Glucose is metabolized during cellular respiration to generate ATP, at a rate of one glucose molecule to 30-to-32 ATP.

Glucose is pulled freely into cells with GLUT-1, GLUT-2, or GLUT-3 receptors (e.g. insulin-independent cells) such as:

  • Pancreatic cells.
  • Hepatic cells.
  • Nerve cells.
  • Smooth muscle walls of blood vessels.

Cells with GLUT-4 recepts (i.e. insulin-dependent cells)require insulin to uptake glucose. These cells include:

  • Adipose tissue.
  • Skeletal muscle cells.

Hyperglycemia

Hyperglycemia (excess blood glucose, defined as CBG > 100) damages insulin-independent cells due to the accumulation of metabolic waste products.

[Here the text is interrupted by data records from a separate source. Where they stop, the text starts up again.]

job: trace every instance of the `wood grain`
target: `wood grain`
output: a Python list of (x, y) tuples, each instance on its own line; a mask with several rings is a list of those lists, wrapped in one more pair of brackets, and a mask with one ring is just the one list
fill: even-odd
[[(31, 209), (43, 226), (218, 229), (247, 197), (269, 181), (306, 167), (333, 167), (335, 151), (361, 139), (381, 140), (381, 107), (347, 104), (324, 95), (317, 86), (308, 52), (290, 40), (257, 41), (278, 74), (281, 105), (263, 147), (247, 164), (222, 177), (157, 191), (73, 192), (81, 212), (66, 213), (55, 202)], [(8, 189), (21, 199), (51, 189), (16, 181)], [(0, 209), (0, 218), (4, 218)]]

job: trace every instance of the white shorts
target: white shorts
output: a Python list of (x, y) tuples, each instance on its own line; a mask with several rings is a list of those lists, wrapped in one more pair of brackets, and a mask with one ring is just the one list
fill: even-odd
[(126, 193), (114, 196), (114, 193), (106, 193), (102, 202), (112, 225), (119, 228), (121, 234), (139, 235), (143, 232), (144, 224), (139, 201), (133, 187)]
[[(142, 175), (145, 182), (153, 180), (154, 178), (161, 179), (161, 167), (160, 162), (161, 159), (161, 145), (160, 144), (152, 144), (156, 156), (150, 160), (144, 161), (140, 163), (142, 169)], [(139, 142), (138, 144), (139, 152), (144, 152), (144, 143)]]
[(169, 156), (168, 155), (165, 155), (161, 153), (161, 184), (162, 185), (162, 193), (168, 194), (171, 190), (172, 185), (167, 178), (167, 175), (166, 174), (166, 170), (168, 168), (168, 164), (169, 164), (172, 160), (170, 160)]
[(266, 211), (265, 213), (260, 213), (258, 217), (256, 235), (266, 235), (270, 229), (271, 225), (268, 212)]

Hyperglycemia causes excess glucose to build up in the renal tubule. This excess glucose osmoses H\(_2\)O, resulting in polyuria and the downstream symptoms of dehydration, polydipsia, and hypotension due to ECF volume loss.

Other symptoms of hyperglycemia include blurry vision due to osmotic effects within the eye and increased infections (such as thrush and yeast infections) due to the excess glucose providing a food source for microorganisms.

Extreme hyperglycemia can induce Hyperglycemic Hyperosmolar Syndrome.

Hypoglycemia

Symptoms of hypoglycemia include:

  • Pale, cool, diaphoretic skin.
  • Irritability, anxiety, shakiness.
  • Tachycardia.
  • Confusion and trouble concentrating.